In the advanced/metastatic framework, clinical benefit will be scored based on fractional improvement in median OS over the standard of a care for a specific clinical scenario. As with the adjuvant framework, OS is considered first, DFS if OS is not available, and if neither is available (for example, in a single-arm trial), response rate will be used. In this framework, OS is weighted by a factor of 16, PFS by 11 “because it is a less clinically meaningful end point and is not always a surrogate for OS,” the framework creators note. Response rate will be weighted by 8, an acknowledgment that clinical responses do not always translate into improvements in OS.

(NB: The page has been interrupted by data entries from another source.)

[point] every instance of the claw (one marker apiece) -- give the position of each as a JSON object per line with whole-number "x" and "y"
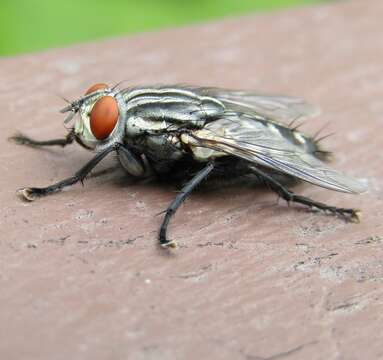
{"x": 27, "y": 194}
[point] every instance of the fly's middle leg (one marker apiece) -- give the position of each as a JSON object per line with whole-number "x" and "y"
{"x": 22, "y": 139}
{"x": 31, "y": 193}
{"x": 352, "y": 215}
{"x": 185, "y": 192}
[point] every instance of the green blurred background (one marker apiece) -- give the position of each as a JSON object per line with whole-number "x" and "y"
{"x": 30, "y": 25}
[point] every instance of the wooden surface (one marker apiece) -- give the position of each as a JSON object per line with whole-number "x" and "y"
{"x": 81, "y": 275}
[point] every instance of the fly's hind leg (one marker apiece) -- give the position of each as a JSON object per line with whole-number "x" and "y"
{"x": 185, "y": 192}
{"x": 31, "y": 193}
{"x": 352, "y": 215}
{"x": 21, "y": 139}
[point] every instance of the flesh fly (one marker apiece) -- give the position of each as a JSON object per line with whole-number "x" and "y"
{"x": 196, "y": 132}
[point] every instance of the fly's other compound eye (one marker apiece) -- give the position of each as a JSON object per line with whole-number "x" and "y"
{"x": 103, "y": 117}
{"x": 96, "y": 87}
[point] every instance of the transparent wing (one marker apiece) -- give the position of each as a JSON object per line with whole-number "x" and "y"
{"x": 261, "y": 143}
{"x": 277, "y": 108}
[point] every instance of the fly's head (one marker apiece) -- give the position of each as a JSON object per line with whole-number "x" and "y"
{"x": 98, "y": 115}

In both frameworks, toxicities will be determined relative to the comparator regimen or drug, with a categorical value ranging from –20 (for substantially less well tolerated) to +20 (substantially better).

 

 

For the advanced/metastatic disease framework, a treatment or regimen can earn “bonus” points if it can be demonstrated to provide a statistically significant improvement in either palliation of symptoms and/or treatment-free intervals, compared with the control treatment in a prospective clinical trial.

Scores and cost

The Net Health Benefit score will be derived from the combination of the clinical benefit and toxicity score, plus points for regimens designed to treat advanced cancer. The maximum achievable scores are 100 for adjuvant therapies and 130 for advanced/metastatic therapies.

Cost estimates included in the valuation process will include both drug acquisition costs and costs to patients.

ASCO is inviting comments via an online survey through August 21, 2015.